Proto addressed a group of law students and faculty in the Many Nations Longhouse on Monday evening, speaking about his experience as a 25 year-old law student in the early 1970s suing the Interstate Commerce Commission, every single railroad company in the country and the government of the United States. In the case, Proto asserted that the nation’s railroads discouraged recycling and encouraged the unnecessary mining of natural resources for steel production.
Proto won, and professors still teach the case in law schools throughout the country. Alfred Brownell, an attorney who practices in Liberia, attended the speech because, he said, the principle behind the case inspired him in his own legal victories against the Chief Justice of the Supreme Court of Liberia, whom he found to be accepting bribes.
In 1969, Proto drove from his hometown of New Haven, Connecticut into Appalachian Kentucky with a friend, he said. On the drive down, the sight of terrible pollution in Delaware and New Jersey overwhelmed him. He arrived in Kentucky just as unknown assailants murdered a labor leader who had been critical of the railroads and mining companies’ power in the area.
The railroads in particular, Proto said, displayed a “total lack of respect and regard,” for the environment and the community. The case he developed was less about protecting trees, he said, than the injustice that “the law was not available to protect the land and the people.”
Proto portrayed the case, United States of America v. SCRAPwhich stands for Students Challenging Regulatory Agency Procedures, as reflective of the times. He read an excerpt from his recently published memoir, “To a Higher Court: The Tumult and Choices that Led to United States of America v. SCRAP,” about a day when he walked out of his dormitory at George Washington University. He found the streets of Washington, D.C., permeated by tear gas and filled with students, some bloodied, fleeing from the District of Columbia’s riot squad. As the resident assistant for his hall, Proto tried in vain to protect the students who sought shelter in the building, seeking refuge from the gas and the police batons.

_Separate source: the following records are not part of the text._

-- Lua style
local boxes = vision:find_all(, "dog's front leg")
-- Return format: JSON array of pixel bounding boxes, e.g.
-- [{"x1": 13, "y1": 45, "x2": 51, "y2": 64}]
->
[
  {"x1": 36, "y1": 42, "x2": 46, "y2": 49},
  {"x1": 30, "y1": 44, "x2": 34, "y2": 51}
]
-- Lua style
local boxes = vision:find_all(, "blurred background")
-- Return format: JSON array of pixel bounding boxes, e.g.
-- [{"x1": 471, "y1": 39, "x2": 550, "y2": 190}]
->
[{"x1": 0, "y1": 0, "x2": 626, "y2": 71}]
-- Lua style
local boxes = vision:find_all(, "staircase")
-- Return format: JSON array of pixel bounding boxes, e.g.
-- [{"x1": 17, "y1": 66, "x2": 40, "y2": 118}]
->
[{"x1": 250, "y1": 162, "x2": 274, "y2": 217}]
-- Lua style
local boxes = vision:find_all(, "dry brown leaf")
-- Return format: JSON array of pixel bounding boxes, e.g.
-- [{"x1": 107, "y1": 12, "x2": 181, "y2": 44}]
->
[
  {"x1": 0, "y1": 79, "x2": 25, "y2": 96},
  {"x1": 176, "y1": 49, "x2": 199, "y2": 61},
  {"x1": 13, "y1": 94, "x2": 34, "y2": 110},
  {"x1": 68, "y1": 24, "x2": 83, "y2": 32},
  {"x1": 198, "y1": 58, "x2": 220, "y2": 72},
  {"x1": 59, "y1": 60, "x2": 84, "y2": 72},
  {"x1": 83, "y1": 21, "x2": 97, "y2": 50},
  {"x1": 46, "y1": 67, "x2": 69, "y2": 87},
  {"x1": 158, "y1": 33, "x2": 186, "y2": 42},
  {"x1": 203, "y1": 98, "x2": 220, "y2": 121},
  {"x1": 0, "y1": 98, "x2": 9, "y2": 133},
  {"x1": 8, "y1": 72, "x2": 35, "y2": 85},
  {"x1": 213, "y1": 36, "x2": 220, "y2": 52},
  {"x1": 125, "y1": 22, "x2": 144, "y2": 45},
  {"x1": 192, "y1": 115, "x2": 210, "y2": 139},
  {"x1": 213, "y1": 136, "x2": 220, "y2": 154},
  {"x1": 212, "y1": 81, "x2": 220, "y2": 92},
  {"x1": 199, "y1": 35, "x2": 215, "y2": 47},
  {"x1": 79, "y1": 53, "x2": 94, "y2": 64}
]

In addition to serving as resident assistants, Proto and his four colleagues studied as full-time law students and tried to manage their personal lives while fighting a legal battle against a powerful industry and the federal government.
“I don’t recall a single moment when any of us thought there was anything unusual about this,” he said.
University environmental law professor John Bonine and Proto met in the 1970s while they were defending the newly founded United States Environmental Protection Agency from the more than 200 legal challenges it faced, Proto said. Proto said the two became friends during the two years when that case bounced between the Ninth Circuit Court of Appeals and the U.S. Supreme Court. Bonine invited Proto to the University after hearing of the new book, Bonine said. After Proto arrived in Eugene on Saturday he participated in tree transplanting with students at Mount Pisgah. Bonine also said Proto paid his own transportation and lodging to come speak at the University, and to law organizations in Eugene.
“The environmental law program at the University of Oregon is unique in the country,” Proto said. “There are very few law schools that have the faculty with the self-confidence necessary to encourage students to gain experience in the law early. It’s very rare.”